Мы ели их внутренности. Ты меня знаешь, родной мой, самые мои любимые блюда — из них. Люблю мозги, сердца, легкие, почки, что угодно, если бы я мог есть только одну категорию продуктов, то выбрал бы их.
Так что мне наш обед не показался бы отвратительным в любом случае, но, знаешь ли, и это показатель, та простая еда, приготовленная безо всяких специй и ухищрений, показалась мне вкуснее всего, что я когда-либо ел.
Мы пили цельное молоко, будто деревенщина, и это не показалось мне отвратительным. Наоборот, я чувствовал, как сладко оно насыщает меня.
Потихоньку мы разговорились. И, брат мой, то были почти мы, разве что развязнее.
Помню, речь зашла о нашей двоюродной сестре Антонии. И я сказал, не помню уже, на что отвечая:
— Да если мне захочется увидеть восторг на ее личике, я просто покажу ей свое хозяйство!
Знаешь ли, обычно даже люди вроде меня не говорят в таком тоне о своих кузинах.
Мы хохотали над чем-то, я все хлопал по плечу Нумиция и говорил ему, что сегодня он найдет женщину, которая сделает его мужчиной, а он отвечал, что помолвлен с одной прекрасной девушкой, и будет верен в ней.
— Верен? — сказал Атилий. — Не уверен!
Едва ли не впервые мы услышали его голос, сильный, веселый.
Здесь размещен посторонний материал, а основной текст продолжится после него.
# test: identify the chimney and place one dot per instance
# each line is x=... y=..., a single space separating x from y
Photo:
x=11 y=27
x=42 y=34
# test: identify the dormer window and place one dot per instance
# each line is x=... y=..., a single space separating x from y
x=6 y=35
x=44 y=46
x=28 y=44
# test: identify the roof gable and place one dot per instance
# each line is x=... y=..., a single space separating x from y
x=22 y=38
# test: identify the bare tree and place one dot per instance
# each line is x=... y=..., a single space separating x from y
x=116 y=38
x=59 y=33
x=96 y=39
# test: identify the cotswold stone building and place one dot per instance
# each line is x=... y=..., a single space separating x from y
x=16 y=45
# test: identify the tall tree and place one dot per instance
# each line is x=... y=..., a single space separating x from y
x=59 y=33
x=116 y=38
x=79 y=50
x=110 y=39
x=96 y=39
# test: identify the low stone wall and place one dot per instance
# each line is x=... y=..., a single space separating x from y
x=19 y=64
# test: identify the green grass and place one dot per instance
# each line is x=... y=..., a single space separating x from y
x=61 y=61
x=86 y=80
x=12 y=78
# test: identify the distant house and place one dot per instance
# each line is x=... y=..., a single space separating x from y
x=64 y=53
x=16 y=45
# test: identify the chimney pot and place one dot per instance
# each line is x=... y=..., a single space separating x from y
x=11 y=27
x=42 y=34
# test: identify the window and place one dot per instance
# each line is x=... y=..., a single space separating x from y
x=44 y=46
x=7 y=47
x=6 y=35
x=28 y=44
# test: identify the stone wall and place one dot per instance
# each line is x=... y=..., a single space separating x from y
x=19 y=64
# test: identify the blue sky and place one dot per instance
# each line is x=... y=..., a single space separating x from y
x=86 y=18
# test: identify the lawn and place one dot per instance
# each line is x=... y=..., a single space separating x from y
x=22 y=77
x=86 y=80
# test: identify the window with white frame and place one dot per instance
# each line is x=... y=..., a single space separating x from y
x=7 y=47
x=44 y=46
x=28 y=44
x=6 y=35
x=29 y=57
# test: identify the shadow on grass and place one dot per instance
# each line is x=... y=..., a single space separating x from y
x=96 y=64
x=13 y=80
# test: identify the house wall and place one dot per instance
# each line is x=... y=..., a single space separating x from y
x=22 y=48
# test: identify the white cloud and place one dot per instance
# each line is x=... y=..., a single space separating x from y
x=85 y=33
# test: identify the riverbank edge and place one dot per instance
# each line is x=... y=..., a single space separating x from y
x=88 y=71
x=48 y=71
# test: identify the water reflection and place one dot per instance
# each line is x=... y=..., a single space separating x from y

Все мы были так веселы, смеялись и развязно шутили. Обоняние мое будто бы стало лучше в тысячу раз, я улавливал мельчайшие оттенки запахов: крови, пота, молока, земли, даже слюны.
Никто не мешал нам есть и отдыхать, никто нас никуда не гнал. Я знал, что могу пробыть здесь хоть тысячу лет, ел и пил много, и все пьянел, не от вина, но от молока.
Наконец, Атилий встал. Он сказал:
— Все, пора размяться, ребята.
И он имел в виду что-то такое томительно прекрасное про девушек, что я едва не заурчал от одной этой мысли.
Я уже не думал, что объелся и не смогу бегать, или что не знаю, куда бежать. Я вообще, если честно, не очень-то и думал. У меня был ремень из шкуры, который занимал все мои мысли, как игрушка занимает всего ребенка.
Наверное, будь я трезвее, мысль о том, что до заката придется бегать по Палатину, показалась бы мне тяжелее.
Но тогда весь мир стал легким.
Наворачивать круги по Палатину? До самого заката? Я тебя умоляю, время было для меня совершенно ничем. Я чувствовал в себе столько силы и столько любви — любви в том первородном и плодородном смысле, естественно.
Мы смочили ремни в крови, и я побежал, кажется, первый, я чувствовал себя таким быстрым и таким первобытным. И я чувствовал себя кем-то еще. Кем-то помимо великолепного Марка Антония. Кем-то, кто живет в пещере и видит свет лишь раз в году, и осязает землю, и вдыхает ее прекрасные запахи.